Friday, 9 January 2015

Gull Force

9th January
A Rock Pipit; just because this little fella has been faithful to our garden all winter (with only House Sparrows, Starlings, Rock Doves, a Robin and the occasional Blackbird for company), so I thought he (or possibly she) should get headline billing in a blog post.
The gull nests on Greenholm will have been nicely cleaned off for the start of the next breeding season, with some high seas in recent days.
With the Shipping Forecast for sea area Fair Isle warning of a Force 12 westerly last night (in the end, it was very windy, but the worst of the conditions passed to the south of us), we knew we were in for a blowy time, and hopefully the sort of conditions that would see large numbers of gulls sheltering around the island.
Gull flock on Ditfield, how many white-wingers can you find?
In the end, numbers weren't actually that impressive this afternoon, probably only around 300 or so gulls were present, but amongst them were an impressive 9 (nine) Glaucous Gulls, with 5 in a loafing flock at Ditfield, another flying around in the bay there and 3 together in South Harbour (alongside an Iceland Gull) amongst a group of gulls feeding around the tideline. That's the highest Glaucous Gull count on Fair Isle since 1996 (although somewhat short of the record count of 300 on 24th November 1969!). Interestingly (well, sort of) 1996 was also the year I saw two Harlequins at Girvan (the first of three mentions of that species in this blog post...).

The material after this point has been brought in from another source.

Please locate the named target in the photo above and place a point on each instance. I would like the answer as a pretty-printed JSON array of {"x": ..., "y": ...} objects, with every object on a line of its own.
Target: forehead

Iceland Gull riding the waves in South Harbour (and doing so a lot more successfully than the Great Black-back to its left!).
The 3 Tundra Bean Geese reappeared for the first time since 1st January and other typical winter fodder included Merlin, Snow Bunting and Peregrine (the latter being the first of the year).
Peek-a-boo. The three Tundra Bean Geese that have presumably been lurking in a ditch or back of a field somewhere for the last week or so. 
Merlin at Upper Stoneybrek shortly before it went off chasing a Snow Bunting.
Field views of the first Peregrine of the year.
So, we've survived the first big blow (thanks to everyone who got in touch to check we were ok), and the forecast tonight is 'only' a violent storm 11. We've got some strong westerly winds forecast for the next wee while, but hopefully enough of a calming in the weather mid-week to let me get down to a meeting in Aberdeen (just ten minutes or so walk from the Harlequin that turned up a few days ago...). Perhaps there could be more white-wingers turning up soon, I'm not sure that westerly gales in January will bring much else, but who knows, after all 11th January is the 50th anniversary of a pair of Harlequin (I'm working on the Beetlejuice theory that because I've mentioned it three times, a Harlequin should turn up here now) and the 45th anniversary of Great Bustard on Fair Isle...
Not really relevant to this blog post, but here's a picture of a Woodcock in the Obs garden in December. Very small numbers of this species probably winter on the isle.
The light and sea at this time of the year provide a constantly changing display that is just one of the reasons that Fair Isle is a special place to live in the winter (picture: S.Parnaby).